All of this made the 300SL an instant hit and desired by anyone with a drop of petrol in their veins. Yet Mercedes came up with versions of the 300SL that were rarer still and blessed it with yet more performance. If you had the wherewithal, you could order the 300SL with an all-aluminium body in place of the steel of the standard car. This shed 80kg from the kerb weight to improve performance, though most of these cars were ordered by those with competition use in mind. This explains why only 29 aluminium 300SLs were built and why they now command a substantial premium over the already considerable prices paid for a ‘normal’ version.
Despite all of this pace and high end materials, the 300SL was not an all-round technical tour de force. For starters, it used drum brakes when Jaguar had already been fitting disc brakes to its top end sports cars for three years.
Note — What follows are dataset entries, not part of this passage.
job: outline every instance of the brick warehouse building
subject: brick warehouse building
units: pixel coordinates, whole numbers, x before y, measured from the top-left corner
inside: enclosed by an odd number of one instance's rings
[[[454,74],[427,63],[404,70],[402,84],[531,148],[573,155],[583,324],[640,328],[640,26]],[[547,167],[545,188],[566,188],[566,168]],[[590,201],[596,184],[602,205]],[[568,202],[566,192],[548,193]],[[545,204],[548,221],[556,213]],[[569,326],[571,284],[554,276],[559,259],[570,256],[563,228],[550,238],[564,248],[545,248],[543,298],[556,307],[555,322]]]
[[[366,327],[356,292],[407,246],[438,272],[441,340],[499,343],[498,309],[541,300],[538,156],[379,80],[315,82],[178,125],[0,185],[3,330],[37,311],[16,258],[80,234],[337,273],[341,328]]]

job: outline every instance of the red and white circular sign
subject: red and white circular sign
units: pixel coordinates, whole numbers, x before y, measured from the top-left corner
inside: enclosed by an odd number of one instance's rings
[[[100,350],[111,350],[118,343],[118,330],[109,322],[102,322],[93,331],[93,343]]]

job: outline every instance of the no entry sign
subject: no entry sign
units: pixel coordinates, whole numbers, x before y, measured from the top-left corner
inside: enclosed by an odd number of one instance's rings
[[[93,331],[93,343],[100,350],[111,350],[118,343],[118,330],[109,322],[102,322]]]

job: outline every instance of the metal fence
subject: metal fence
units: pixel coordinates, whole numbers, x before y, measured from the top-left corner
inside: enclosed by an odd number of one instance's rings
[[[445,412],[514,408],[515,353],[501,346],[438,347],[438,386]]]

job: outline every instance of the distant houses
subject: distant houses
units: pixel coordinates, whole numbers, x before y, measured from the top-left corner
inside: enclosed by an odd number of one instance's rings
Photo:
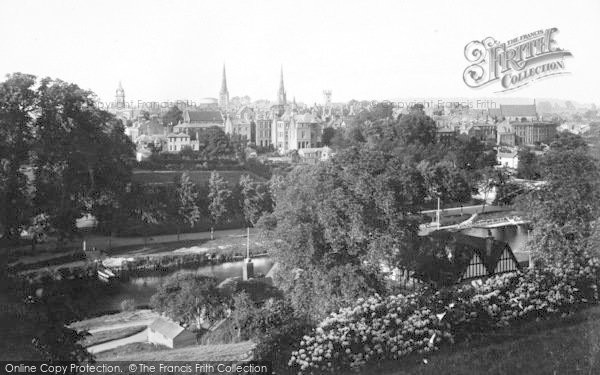
[[[196,334],[167,318],[158,318],[148,326],[148,342],[169,348],[196,345]]]

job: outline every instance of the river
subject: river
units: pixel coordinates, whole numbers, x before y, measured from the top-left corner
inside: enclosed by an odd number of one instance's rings
[[[269,258],[255,258],[254,273],[266,275],[273,266]],[[230,277],[242,276],[243,261],[228,262],[211,266],[202,266],[196,269],[186,269],[185,272],[193,272],[197,275],[210,276],[221,282]],[[136,306],[146,306],[150,298],[156,292],[158,286],[167,277],[178,271],[169,271],[144,276],[130,276],[129,279],[115,280],[111,282],[109,291],[97,303],[96,313],[115,311],[121,309],[121,302],[133,299]]]

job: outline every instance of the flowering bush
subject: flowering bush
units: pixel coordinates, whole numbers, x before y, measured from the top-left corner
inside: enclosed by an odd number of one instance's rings
[[[288,364],[300,373],[358,369],[475,332],[566,315],[599,301],[599,276],[600,261],[581,256],[437,292],[359,299],[304,336]]]
[[[304,336],[289,364],[302,372],[336,371],[426,353],[436,350],[443,339],[452,339],[447,326],[417,294],[375,295],[322,321],[312,336]]]

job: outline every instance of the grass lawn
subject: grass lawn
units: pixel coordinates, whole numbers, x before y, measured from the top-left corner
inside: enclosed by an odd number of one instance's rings
[[[96,355],[99,361],[241,361],[254,348],[251,341],[169,349],[147,343],[124,345]]]
[[[139,325],[125,328],[109,329],[106,331],[99,331],[87,336],[81,341],[81,344],[87,348],[88,346],[102,344],[107,341],[118,340],[125,337],[129,337],[131,335],[135,335],[138,332],[142,332],[146,328],[146,325]]]
[[[423,359],[427,360],[427,364]],[[367,368],[382,375],[600,374],[600,307],[532,322],[428,356]]]
[[[184,171],[134,171],[133,181],[143,184],[169,184],[178,180]],[[212,171],[187,171],[190,179],[198,185],[207,185]],[[229,184],[229,187],[235,186],[240,181],[242,175],[248,174],[257,181],[264,181],[264,178],[249,171],[217,171]]]

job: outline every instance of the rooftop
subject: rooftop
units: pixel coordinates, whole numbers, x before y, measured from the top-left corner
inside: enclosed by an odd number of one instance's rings
[[[184,111],[183,112],[184,123],[194,122],[216,122],[222,123],[223,116],[219,111]]]
[[[159,332],[163,336],[173,339],[185,330],[182,326],[172,320],[166,318],[158,318],[148,328],[152,331]]]

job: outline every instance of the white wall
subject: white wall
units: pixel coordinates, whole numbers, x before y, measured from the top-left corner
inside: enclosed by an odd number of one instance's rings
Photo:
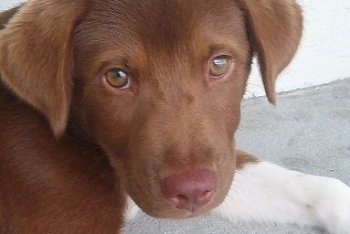
[[[350,1],[300,3],[304,10],[304,35],[295,59],[277,82],[279,92],[350,78]],[[264,94],[257,70],[253,69],[249,80],[250,96]]]
[[[11,6],[16,5],[19,2],[23,2],[23,0],[0,0],[0,9],[6,9]]]
[[[18,2],[21,0],[0,0],[0,9]],[[350,0],[300,0],[300,3],[304,8],[304,37],[295,59],[280,76],[279,92],[350,77]],[[247,95],[263,94],[255,67]]]

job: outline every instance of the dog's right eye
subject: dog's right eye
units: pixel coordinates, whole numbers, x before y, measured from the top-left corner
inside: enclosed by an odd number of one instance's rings
[[[113,88],[128,89],[131,85],[129,75],[121,69],[112,69],[106,72],[105,79]]]

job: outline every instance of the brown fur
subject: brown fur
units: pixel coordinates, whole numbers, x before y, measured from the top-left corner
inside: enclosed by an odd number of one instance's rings
[[[300,36],[292,0],[26,3],[0,32],[0,233],[116,233],[126,193],[183,218],[160,183],[196,169],[215,172],[217,191],[192,215],[216,207],[257,162],[232,144],[252,55],[274,103]],[[235,68],[208,85],[214,53]],[[111,67],[132,89],[102,82]]]
[[[10,20],[10,18],[17,13],[20,7],[14,7],[11,9],[8,9],[6,11],[1,12],[0,14],[0,30],[5,27],[7,22]]]

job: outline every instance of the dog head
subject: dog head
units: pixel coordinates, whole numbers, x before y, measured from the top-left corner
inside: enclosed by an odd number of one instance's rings
[[[224,199],[252,57],[274,103],[301,21],[293,0],[32,0],[0,32],[1,79],[56,137],[74,119],[145,212],[183,218]]]

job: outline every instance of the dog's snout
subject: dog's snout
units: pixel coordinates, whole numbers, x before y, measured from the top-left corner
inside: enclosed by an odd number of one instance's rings
[[[216,176],[210,170],[174,174],[162,181],[162,192],[176,208],[194,212],[206,205],[216,189]]]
More of an issue for the Mercedes, however, was its rear swing axle, which could be prone to large changes in rear wheel camber under hard cornering. This earned the car a reputation for being difficult on the limit, though in some ways this only added to the mystique and myth of the 300SL.
The issue with the rear axle was solved for the 300SL Roadster that arrived in 1957. However, rather than selling alongside the Gullwing, Mercedes ended production of the coupe with 1,400 built in total. The Roadster would go on to sell 1,858 cars in a longer six-year life span and it was an altogether more civilised car in many respects than its iconic predecessor. As well as the changes to the rear suspension, the Roadster came with a revised chassis that allowed for normal doors that hinge from the front and made it much easier to step over the still wide sill. It also means the Roadster did not need the flip-up steering wheel of the Gullwing to let the driver’s knees slide under the column.
These changes, plus the convertible roof mechanism added 125kg to the overall weight of the Roadster compared to the Gullwing coupe. However, this was mitigated by the Roadster’s engine being uprated to 240bhp as standard, so performance was much the same. The Roadster also gained disc brakes for all four wheels in 1961, which made it an easier car to live with on a daily basis, even if the Gullwing remains the one that most people remember. Either way, this pair started a line of SLs that has run unbroken ever since all the way to now and it’s hard to imagine Mercedes’ range doing without an SL.